誤字修正のため見返している内に首を捻り回していました。
ひとまず確認は終わったので投稿します。
イリナを泣き止ませた後は練習に打ち込み、あわや遅刻の危機を迎えつつ放課後。
オカルト研究部の部室にてリアスが記録媒体を手にしていた。
「これは若手悪魔の試合を記録したものよ。私達とシトリー眷属のものもあるわ」
「お前ら以外にも若手たちはゲームをした。大王バアル家と魔王アスモデウスのグラシャラボラス家、大公アガレス家と魔王ベルゼブブのアスタロト家、それぞれがお前らの対決後に試合をした。それを記録した映像だ。ライバルの試合だから、よーく見ておくようにな」
「「「はい」」」
リアスとアザゼルの言葉の通り、記録媒体にはゲームの様子が記録されていた。
ゲームの映像を見るのが初めてな一誠やゼノヴィアが興味津々という様子でモニターを見つめる中、最初に流れたのはサイラオーグとゼファードルの試合だった。
初めてのレーティングゲーム観戦ということもあり、興奮していた一誠だったが、すぐに浮ついた気持ちは取り払われた。

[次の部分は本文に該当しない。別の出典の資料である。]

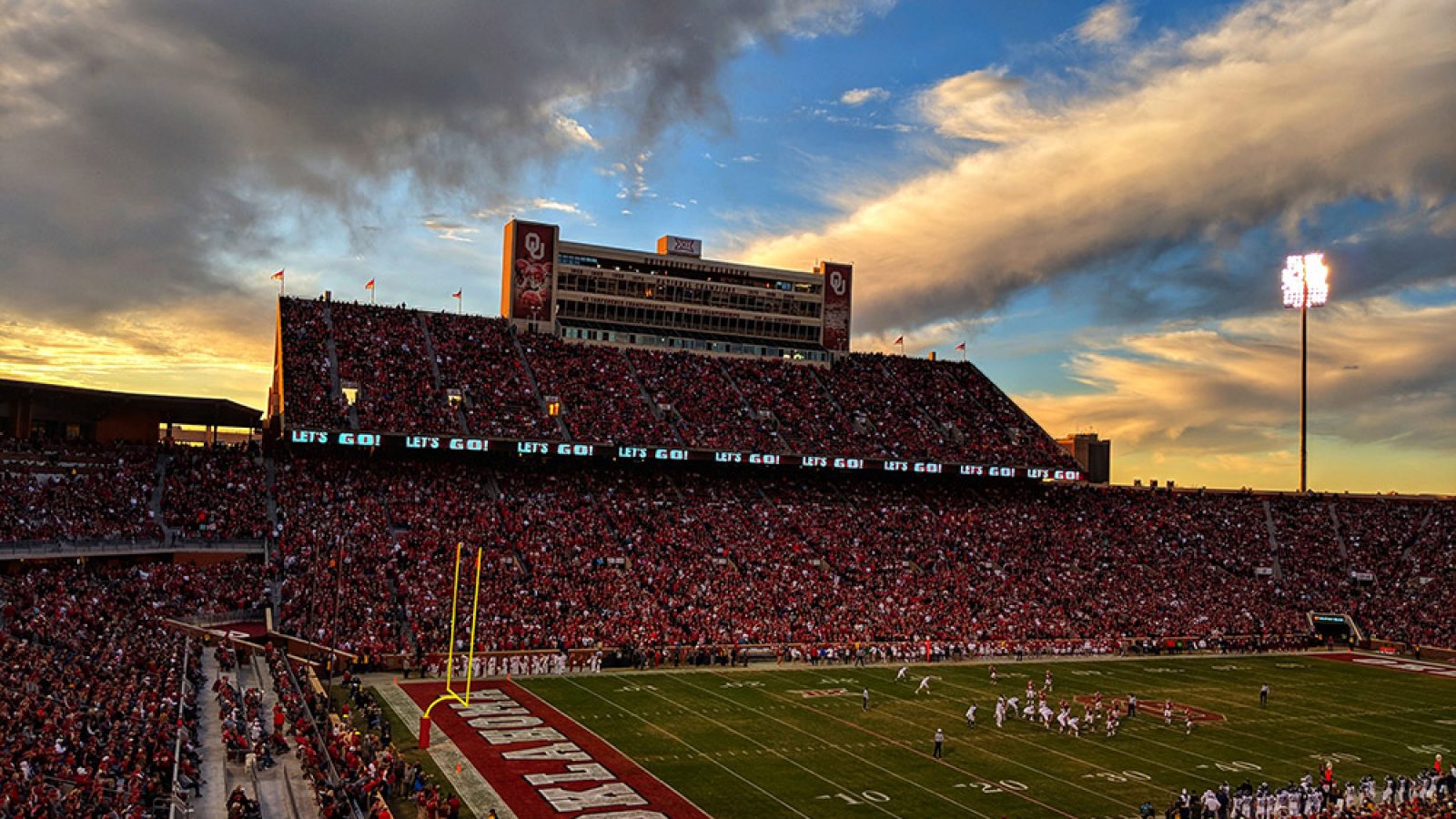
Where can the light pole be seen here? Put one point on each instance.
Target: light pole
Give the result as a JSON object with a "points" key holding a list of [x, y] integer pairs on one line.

サイラオーグとゼファードルの眷属同士の戦いは白熱していた。両眷属とも強力であり、ゲームに臨むにあたって参考になる部分も多かった。
問題は、「王」同士の戦いである。
最終的に駒をすべて失ったゼファードルがサイラオーグを挑発し、一騎打ちを挑むと、サイラオーグはそれに躊躇なく乗った。

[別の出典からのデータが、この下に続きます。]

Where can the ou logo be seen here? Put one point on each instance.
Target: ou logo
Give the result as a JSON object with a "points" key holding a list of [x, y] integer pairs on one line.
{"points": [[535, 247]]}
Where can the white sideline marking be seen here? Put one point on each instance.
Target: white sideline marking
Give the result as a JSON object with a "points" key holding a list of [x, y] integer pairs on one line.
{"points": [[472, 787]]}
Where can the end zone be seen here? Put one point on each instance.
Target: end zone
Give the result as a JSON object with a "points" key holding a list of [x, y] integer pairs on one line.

一騎打ちが始まり、ゼファードルの攻撃が始まるも、サイラオーグは拳だけでそれを弾き、前進する。
ゼファードルの攻撃は十分に強力なのだが、何の障害もないかのように近づいてくるサイラオーグに焦りが生まれ、動きが淀んだ途端にサイラオーグが距離を詰め、拳を繰り出した。

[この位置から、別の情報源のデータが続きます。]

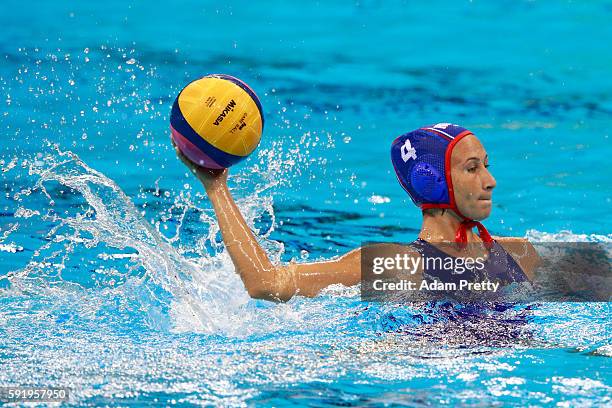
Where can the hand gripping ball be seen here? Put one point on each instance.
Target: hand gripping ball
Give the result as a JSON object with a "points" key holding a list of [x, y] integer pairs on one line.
{"points": [[216, 121]]}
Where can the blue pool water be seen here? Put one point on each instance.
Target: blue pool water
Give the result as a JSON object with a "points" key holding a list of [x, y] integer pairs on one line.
{"points": [[113, 278]]}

幾重にも重ねた防御がまるで障子紙かのように破られ、ゼファードルへと拳が突き刺さる。
映像越しでもその衝撃が伝わる一撃にゼファードルは膝を折り、うずくまった。
追撃をゼファードルは体勢悪くも避けたが、その一撃が建物を破壊し、周囲の景色を変えていく。
「……凶児と呼ばれ、忌み嫌われたグラシャラボラスの新しい次期当主候補がまるで相手になっていない。ここまでのものか、サイラオーグ・バアル」
映像では追うのがやっとであるサイラオーグの動きを見つつ、祐斗が険しい顔で告げる。
天魔は画面で繰り広げられる暴威にギャスパーが怯え、自身へとすがりつくのに苦笑しつつ、頭をなでて落ち着かせようとするが、震えが伝わるばかりだった。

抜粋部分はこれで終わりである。